Data sources: (1) Authentication logs (Kerberos, NTLM), (2) Network flow data (east-west traffic), (3) Endpoint process-level connections, (4) SMB/RPC traffic logs. Detection logic: Build a baseline graph of normal communication patterns (which hosts normally talk to which). Flag anomalies: (1) New connections between previously unrelated hosts. (2) Admin tool usage (PsExec, WMI, PowerShell remoting) from non-admin workstations. (3) Kerberoasting patterns (TGS requests for service accounts). (4) Pass-the-hash indicators (NTLM from unusual sources). Architecture: Graph database for relationship modeling, streaming analytics for real-time detection, ML for anomaly scoring.

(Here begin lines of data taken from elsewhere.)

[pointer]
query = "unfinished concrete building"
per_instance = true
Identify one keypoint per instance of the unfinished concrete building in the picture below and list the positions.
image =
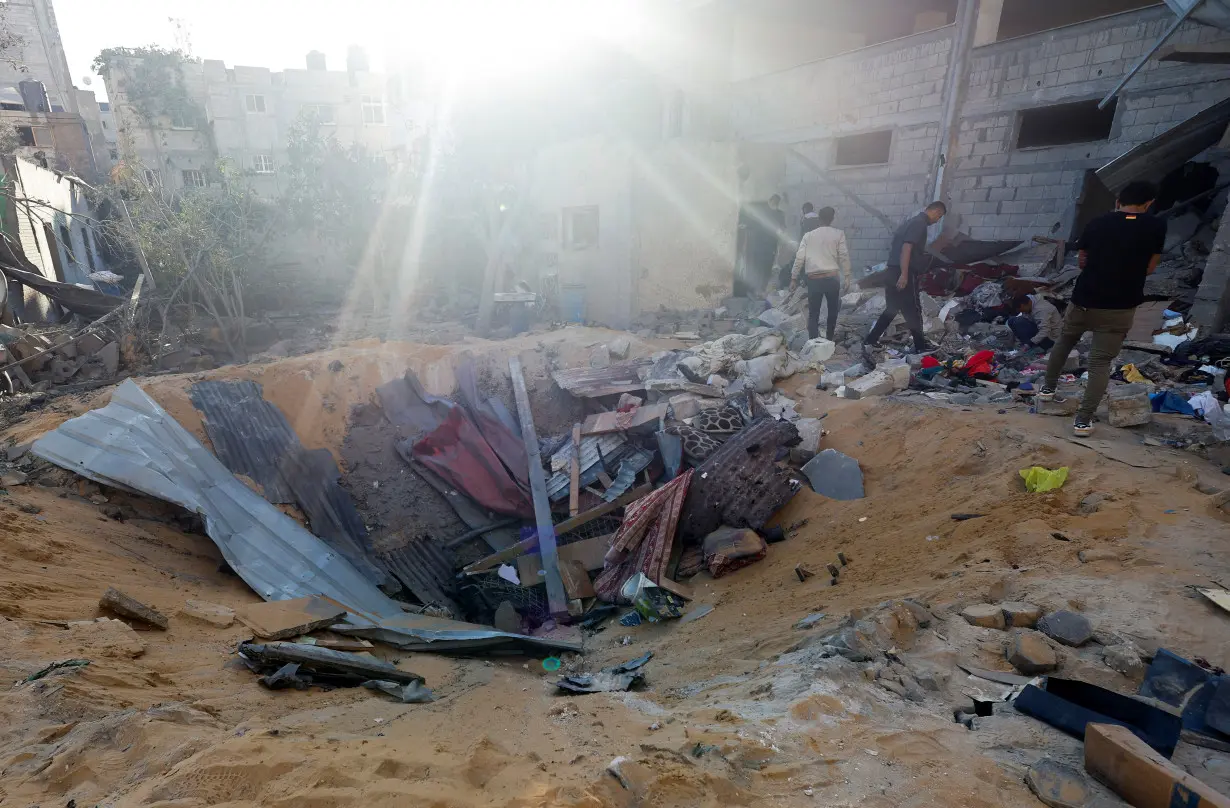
(877, 107)
(244, 114)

2. Design a network-based malware detection system that works with encrypted traffic.
Without decryption: (1) JA3/JA4 fingerprinting — build a database of known malware TLS fingerprints. (2) Certificate analysis — self-signed certs, unusual validity periods, suspicious issuers. (3) Flow metadata — connection timing patterns (beaconing), byte ratios, duration. (4) DNS correlation — domain age, reputation, DGA detection. (5) SNI analysis — mismatches between SNI and certificate. With decryption (enterprise): TLS inspection proxy at network boundary + full DPI + signature matching. Hybrid approach: Use metadata for initial triage, decrypt only suspicious flows to reduce performance impact and privacy concerns.

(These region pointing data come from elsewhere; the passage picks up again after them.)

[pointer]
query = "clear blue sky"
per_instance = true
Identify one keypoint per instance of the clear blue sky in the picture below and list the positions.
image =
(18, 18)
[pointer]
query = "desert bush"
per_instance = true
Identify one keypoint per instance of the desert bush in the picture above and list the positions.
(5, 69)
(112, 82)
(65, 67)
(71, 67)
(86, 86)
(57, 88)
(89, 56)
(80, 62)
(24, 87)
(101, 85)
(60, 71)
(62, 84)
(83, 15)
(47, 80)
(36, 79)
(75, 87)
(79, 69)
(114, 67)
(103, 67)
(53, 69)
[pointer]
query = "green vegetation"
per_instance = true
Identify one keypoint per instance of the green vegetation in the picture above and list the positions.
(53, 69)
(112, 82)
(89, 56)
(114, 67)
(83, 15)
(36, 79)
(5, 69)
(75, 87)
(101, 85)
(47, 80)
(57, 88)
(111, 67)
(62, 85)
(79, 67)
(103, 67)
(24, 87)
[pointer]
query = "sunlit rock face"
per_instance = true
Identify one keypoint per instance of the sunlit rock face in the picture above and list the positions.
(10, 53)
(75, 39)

3. Explain how a DDoS mitigation system works.
Detection: Monitor incoming traffic volume, packet rates, connection rates against baseline. Identify attack patterns (SYN flood, UDP amplification, HTTP flood). Mitigation layers: (1) BGP anycast — distribute traffic across global scrubbing centers. (2) Rate limiting — per-source-IP request limits. (3) SYN cookies — handle SYN floods without state. (4) Challenge-response — JavaScript challenges for HTTP floods (bot vs human). (5) Traffic shaping — prioritize legitimate traffic, drop attack traffic. (6) Black hole routing — last resort, null-route the target IP. Cloud-scale: Azure DDoS Protection/Cloudflare absorbs attacks at the network edge before reaching the origin.
4. What network signals would indicate a compromised endpoint phoning home to a C2 server?
(1) Regular beacon intervals — connections every N seconds (even with jitter, statistical analysis reveals periodicity). (2) Small, consistent payload sizes — heartbeat packets are typically tiny. (3) Long-lived connections — maintaining persistent channels. (4) Communication to rare destinations — IPs/domains not seen across the fleet. (5) Abnormal timing — activity during off-hours. (6) DNS anomalies — DGA-looking domains, high NXDOMAIN rate. (7) TLS fingerprint match — JA3 hash matching known C2 frameworks (Cobalt Strike, Metasploit). (8) User-agent anomalies — tools masquerading as browsers but with wrong fingerprint.